As police searched his home back in Hoover that day, Jeff and Jessica cruised the streets of Opelika. At the center of their conversation was what Jeff was going to do about his job: call in sick or show up? His house was in the process of a second search by the HPD. Cops talked, Jeff knew. The Hoover PD had a full report on Jeff, his entire life and career as a police officer. More than that, Jeff heard that his Pelham PD patrol commander was looking for him and wanted to talk before his shift started later that afternoon. Hearing this, Jeff knew darn well what was going on.
At 10:00 A.M. Jeff called work.
“Hold on,” dispatch told him. The call was rerouted to the chief’s office. Jeff had a feeling dispatch had been waiting for his call.
“McCord,” the chief said, “you need to be in my office today at four. Bring in your badge and ID. You’re going on administrative leave for the time being.”
Jeff hung up. Dropped his shoulders. He realized how serious the situation had become. When he met Jessica, she had seemed so boisterous and fun and bossy—which he liked. A woman in charge. She knew what she wanted. That was all well and good when dealing with laundry and food shopping and picking colors of drapes and styles of tile and wallpaper. Maybe even when it came to parenting. Jeff didn’t mind standing aside to let Jessica take the wheel. In many ways, Jeff later said, Jessica was the first “real” relationship he was involved in. He had dated a beautiful woman for two-and-a-half years during college, and for a short time afterward. But that woman, Jeff later told me, was rather “normal,” as compared to the relationship he later got mixed up in with Jessica.

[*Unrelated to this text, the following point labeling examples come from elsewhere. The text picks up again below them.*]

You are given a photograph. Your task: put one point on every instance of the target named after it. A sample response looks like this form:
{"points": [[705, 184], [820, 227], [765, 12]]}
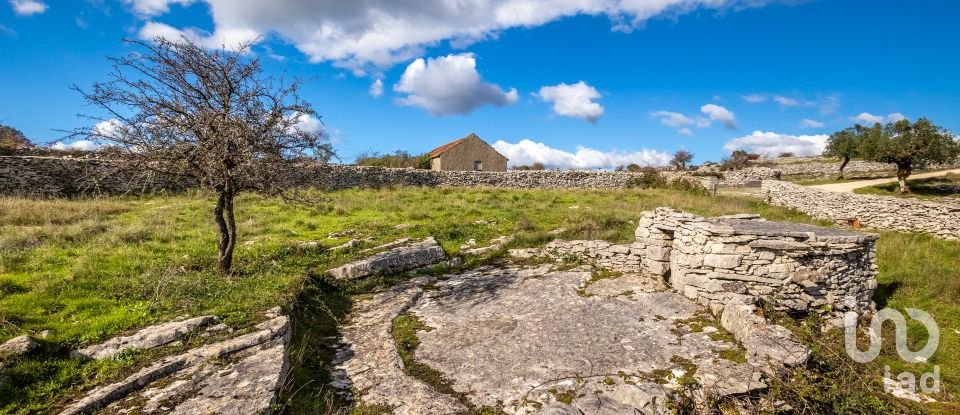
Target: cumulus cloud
{"points": [[309, 124], [870, 119], [381, 33], [754, 98], [154, 7], [82, 145], [28, 7], [449, 85], [376, 88], [720, 114], [529, 152], [228, 38], [573, 100], [772, 144], [786, 102]]}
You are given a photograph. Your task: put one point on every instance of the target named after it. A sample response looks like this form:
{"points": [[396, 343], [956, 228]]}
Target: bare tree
{"points": [[210, 116], [680, 159]]}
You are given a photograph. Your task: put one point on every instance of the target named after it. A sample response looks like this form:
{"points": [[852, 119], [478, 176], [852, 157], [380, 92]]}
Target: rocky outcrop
{"points": [[745, 258], [238, 375], [533, 340], [881, 212], [147, 338], [403, 258]]}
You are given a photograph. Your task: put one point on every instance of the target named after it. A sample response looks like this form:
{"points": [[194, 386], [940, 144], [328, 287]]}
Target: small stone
{"points": [[19, 345]]}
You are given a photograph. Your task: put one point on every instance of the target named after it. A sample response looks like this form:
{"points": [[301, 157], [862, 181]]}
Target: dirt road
{"points": [[847, 187]]}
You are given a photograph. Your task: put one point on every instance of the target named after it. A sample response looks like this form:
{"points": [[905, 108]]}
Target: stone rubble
{"points": [[402, 258], [146, 338]]}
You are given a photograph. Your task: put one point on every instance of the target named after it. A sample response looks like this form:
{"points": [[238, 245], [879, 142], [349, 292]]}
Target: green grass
{"points": [[90, 269], [928, 188]]}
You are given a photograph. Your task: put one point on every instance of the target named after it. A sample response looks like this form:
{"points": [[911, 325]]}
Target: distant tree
{"points": [[845, 145], [736, 161], [12, 140], [399, 159], [911, 145], [680, 159], [177, 108]]}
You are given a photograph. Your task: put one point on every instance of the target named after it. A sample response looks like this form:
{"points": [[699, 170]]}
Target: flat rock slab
{"points": [[398, 259], [368, 361], [529, 339], [147, 338], [240, 375]]}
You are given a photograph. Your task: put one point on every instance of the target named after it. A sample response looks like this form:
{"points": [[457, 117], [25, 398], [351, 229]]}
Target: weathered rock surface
{"points": [[368, 360], [519, 337], [19, 345], [197, 382], [402, 258], [147, 338]]}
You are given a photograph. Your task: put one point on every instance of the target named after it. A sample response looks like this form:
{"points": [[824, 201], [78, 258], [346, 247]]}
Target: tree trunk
{"points": [[223, 215], [843, 165], [903, 171]]}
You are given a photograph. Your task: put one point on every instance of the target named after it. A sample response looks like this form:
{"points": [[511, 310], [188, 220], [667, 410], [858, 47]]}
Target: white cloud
{"points": [[772, 144], [309, 124], [896, 116], [573, 100], [82, 145], [229, 38], [754, 98], [449, 85], [870, 119], [376, 88], [28, 7], [529, 152], [357, 34], [154, 7], [720, 114], [786, 102]]}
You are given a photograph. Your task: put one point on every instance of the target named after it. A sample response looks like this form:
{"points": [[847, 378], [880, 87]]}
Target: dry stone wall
{"points": [[744, 259], [882, 212], [67, 176]]}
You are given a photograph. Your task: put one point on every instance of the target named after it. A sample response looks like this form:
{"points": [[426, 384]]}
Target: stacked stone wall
{"points": [[883, 212], [67, 176]]}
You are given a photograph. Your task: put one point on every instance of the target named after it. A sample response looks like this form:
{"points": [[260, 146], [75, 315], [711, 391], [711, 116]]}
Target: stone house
{"points": [[467, 154]]}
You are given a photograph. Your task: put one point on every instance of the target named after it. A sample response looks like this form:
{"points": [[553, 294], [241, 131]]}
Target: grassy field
{"points": [[89, 269], [929, 188]]}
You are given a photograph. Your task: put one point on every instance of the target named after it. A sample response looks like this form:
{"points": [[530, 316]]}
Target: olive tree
{"points": [[209, 116], [845, 145], [909, 146], [680, 159]]}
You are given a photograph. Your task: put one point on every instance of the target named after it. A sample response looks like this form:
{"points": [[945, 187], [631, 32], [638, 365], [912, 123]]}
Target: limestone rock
{"points": [[147, 338], [403, 258], [19, 345]]}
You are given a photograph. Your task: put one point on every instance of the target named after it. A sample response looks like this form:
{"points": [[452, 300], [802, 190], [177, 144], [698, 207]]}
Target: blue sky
{"points": [[573, 83]]}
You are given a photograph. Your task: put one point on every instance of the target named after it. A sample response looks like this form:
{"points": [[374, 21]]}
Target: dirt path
{"points": [[848, 187]]}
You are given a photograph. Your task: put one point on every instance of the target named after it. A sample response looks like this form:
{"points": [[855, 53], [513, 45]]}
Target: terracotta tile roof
{"points": [[442, 149]]}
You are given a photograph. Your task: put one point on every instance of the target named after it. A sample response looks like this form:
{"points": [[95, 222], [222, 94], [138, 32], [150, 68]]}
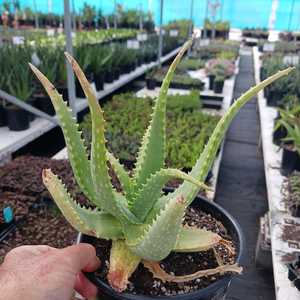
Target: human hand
{"points": [[46, 273]]}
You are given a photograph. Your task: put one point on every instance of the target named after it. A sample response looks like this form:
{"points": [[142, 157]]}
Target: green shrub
{"points": [[190, 64], [188, 128]]}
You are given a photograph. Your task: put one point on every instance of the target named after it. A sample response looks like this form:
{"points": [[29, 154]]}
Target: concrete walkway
{"points": [[241, 188]]}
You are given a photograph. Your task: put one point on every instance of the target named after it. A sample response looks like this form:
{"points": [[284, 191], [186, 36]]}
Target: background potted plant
{"points": [[17, 118], [219, 84], [289, 119], [143, 225], [48, 64]]}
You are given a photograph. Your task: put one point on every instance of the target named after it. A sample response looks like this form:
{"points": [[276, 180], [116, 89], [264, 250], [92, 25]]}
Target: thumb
{"points": [[82, 257]]}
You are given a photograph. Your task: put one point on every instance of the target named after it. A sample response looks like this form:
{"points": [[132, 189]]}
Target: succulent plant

“At the same time,” Jeff added, “if [a] ‘real’ [relationship] means the other person is divorced, has three kids and [a] trainload of baggage, then I guess it may well depend on one’s definition and one’s perspective. I readily concede that cluelessness and ineptitude on my part may well have made things worse or at least different than they were and/or turned out to be. Also,” Jeff cleared up, “Jessica was not the first woman with whom I had had sexual relations.”
Some claimed she had been.
Jessica and Jeff headed back to Hoover from Opelika on Monday. Jeff stopped by the house after dropping Jessica off (one would guess at her mother’s) to pick up his uniforms and badges. Then he took off for Pelham.
A Hoover police officer got behind Jeff as he left the Myrtlewood Drive house and followed him as other officers joined the motorcade. Jeff drove a U-Haul truck he and Jessica had rented (for no apparent reason he could later give—“We just needed it”).
“We weren’t hiding the fact by then that we were following Jeff McCord,” one law enforcement source told me.
Near Route 31 and Lorna Road, the HPD hit their lights.
“Anyway,” Jeff recalled, “I get pulled over by half of Hoover’s evening shift.” It was funny to him that the HPD had no fewer than six officers tailing him.